Continuing with the theme of water, which runs throughout his work, the actor played another mysterious character in Peter Weir’s The Last Wave, materializing from the protagonist’s dreams to reflect on how a “dream is a shadow of something real” .

Dalaithngu in The Tracker from 2002
Dalaithngu in The Tracker from 2002. Photograph: AF Archive / Alamy

Dalaithngu’s body of work is peppered with small but memorable performances. The clipped nature of many of his representations gives his work a fragmentary quality that, like this interview published in Film senses he testifies, it was also evident in his speech, his responses to questions were “often indirect and fragmentary”, but also “constantly making surprising connections”, with the ability at any moment to be “surprisingly lucid”.
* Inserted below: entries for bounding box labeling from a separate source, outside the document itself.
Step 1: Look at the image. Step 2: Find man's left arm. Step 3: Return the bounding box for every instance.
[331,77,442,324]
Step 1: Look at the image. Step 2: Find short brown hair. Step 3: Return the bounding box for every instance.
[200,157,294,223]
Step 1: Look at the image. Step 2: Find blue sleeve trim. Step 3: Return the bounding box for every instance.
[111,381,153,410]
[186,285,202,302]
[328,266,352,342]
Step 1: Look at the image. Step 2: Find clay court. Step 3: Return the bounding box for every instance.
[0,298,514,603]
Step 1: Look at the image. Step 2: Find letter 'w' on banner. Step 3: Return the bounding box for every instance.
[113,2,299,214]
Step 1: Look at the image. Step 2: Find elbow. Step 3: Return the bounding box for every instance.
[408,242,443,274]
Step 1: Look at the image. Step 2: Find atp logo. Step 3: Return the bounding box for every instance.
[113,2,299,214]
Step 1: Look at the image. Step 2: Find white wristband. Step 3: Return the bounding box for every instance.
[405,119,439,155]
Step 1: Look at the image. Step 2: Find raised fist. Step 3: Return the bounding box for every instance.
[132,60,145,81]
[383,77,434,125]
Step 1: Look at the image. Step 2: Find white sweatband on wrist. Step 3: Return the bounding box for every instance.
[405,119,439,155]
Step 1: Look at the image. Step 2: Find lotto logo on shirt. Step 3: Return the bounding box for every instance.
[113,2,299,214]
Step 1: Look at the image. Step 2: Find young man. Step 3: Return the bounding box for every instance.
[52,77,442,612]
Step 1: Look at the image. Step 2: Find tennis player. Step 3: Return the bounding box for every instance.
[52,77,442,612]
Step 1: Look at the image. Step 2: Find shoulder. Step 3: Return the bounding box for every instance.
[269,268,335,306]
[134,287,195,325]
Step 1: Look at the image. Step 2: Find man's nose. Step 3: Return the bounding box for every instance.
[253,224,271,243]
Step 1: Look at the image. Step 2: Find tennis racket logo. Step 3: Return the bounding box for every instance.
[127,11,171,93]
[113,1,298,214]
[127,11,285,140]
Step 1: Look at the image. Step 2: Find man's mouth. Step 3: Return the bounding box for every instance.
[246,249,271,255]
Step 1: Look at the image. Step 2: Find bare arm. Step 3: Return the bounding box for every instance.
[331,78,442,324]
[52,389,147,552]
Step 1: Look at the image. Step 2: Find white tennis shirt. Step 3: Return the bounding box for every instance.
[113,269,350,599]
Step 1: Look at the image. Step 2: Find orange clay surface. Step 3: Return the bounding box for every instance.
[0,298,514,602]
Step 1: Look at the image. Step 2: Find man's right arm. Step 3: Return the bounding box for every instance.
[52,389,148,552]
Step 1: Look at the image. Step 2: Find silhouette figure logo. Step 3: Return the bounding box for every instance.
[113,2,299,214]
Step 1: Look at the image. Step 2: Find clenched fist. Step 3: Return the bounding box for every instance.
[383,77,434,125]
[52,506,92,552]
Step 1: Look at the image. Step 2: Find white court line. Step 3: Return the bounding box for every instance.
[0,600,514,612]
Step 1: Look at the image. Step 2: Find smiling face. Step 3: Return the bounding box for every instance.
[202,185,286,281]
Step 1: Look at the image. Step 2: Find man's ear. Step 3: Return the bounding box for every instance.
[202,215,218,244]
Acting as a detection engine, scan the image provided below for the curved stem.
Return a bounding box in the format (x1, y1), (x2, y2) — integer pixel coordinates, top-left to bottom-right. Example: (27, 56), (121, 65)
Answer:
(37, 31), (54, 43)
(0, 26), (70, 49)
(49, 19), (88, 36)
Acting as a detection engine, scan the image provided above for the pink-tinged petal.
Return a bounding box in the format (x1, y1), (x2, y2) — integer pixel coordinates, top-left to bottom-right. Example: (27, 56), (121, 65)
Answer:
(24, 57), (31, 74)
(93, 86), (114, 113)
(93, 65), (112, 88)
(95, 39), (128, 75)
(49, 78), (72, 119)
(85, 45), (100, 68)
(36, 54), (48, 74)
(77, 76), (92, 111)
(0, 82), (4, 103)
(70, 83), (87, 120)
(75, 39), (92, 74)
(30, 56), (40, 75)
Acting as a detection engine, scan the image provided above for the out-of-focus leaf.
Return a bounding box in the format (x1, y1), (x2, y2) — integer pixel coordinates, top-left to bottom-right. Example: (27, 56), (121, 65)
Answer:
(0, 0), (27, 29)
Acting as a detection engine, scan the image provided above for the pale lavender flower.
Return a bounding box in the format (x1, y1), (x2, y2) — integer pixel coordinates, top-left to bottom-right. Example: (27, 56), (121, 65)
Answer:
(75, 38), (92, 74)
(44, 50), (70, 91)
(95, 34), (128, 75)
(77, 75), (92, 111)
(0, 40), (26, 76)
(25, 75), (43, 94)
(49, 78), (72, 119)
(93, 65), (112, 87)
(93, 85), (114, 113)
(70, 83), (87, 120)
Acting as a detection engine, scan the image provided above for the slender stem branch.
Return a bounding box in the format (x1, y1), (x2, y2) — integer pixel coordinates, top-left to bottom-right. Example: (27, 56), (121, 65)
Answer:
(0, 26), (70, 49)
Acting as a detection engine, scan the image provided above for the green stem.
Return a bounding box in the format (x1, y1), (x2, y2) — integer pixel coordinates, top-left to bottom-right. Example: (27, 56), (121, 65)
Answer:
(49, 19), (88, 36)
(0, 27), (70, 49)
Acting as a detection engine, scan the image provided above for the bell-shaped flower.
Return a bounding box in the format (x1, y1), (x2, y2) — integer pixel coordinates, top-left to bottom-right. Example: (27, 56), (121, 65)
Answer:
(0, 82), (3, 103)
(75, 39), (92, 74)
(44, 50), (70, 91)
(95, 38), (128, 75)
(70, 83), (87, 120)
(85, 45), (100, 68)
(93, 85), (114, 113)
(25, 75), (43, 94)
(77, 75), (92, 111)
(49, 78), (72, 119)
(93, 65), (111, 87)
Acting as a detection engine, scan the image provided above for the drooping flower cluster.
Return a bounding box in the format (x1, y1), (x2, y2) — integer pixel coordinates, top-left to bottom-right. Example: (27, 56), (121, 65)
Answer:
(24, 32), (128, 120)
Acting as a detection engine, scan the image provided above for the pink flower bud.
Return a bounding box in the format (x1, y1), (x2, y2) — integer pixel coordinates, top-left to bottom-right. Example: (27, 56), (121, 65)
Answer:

It is a great shame to the Australian film industry, and a testament to its long-standing whiteness, that Dalaithngu has not been given more opportunities as a leading actor, which it so highly deserved. Rolf de Heer’s 2002 meatloaf western, The Tracker, was the first feature film to cast him as the lead; played the title character, accompanying the police as they make a slow journey through the desert in search of an accused murderer.

A more impressive production, with a richer and more expansive lead performance from Dalaithngu, was 2013’s Charlie’s Country, for which he won the best actor award at the 2014 Cannes film festival. De Heer made the film, which Dalaithngu co-wrote. , after visiting the actor in prison; Dalaithngu had been found guilty of assaulting his partner.

On several occasions, the late interpreter spoke about the abuse of alcohol and substances that occurred throughout his life, comparing beer to “put your brain in a freezer” and marijuana to “like a morning fog.”

During his visit to the prison, De Heer discovered that Dalaithngu was ill, frail and, as the filmmaker put it in an interview from 2015 – “seemed to have lost interest in life.” When he played a semi-autobiographical version of himself in Charlie’s Country, the cheeky gleam in Dalaithngu’s eyes had turned into something more profound, infused with seriousness and pathos.

Dalaithngu in Baz Luhrmann's 2008 film Australia
Dalaithngu in Baz Luhrmann’s 2008 film Australia. Photograph: TCD / Prod.DB / Alamy

In another world, the film would have started a rebirth of Dalaithngu’s career, eventually leading to a period where he landed one lead role after another. It wasn’t meant to be.

His later work returned him to small roles, in films such as the zombie movie Cargo and the neo-Western Goldstone. His final performance in a narrative feature film, playing Finbergone Bill’s father in the 2019 Storm Boy remake, had a cyclical quality, evoking memories of an earlier and more triumphant time in his career.

If “bird like him, never die” were applied to David Dalaithngu, the bird form he would take would perhaps be a kingfisher. In the Molly Reynolds documentary, the actor explains that his name, which his family has asked not to be used for now, means “kingfisher.” That is why, as he explained, his name is in the trees, in the fish, in the sky, in the stars, in the storm.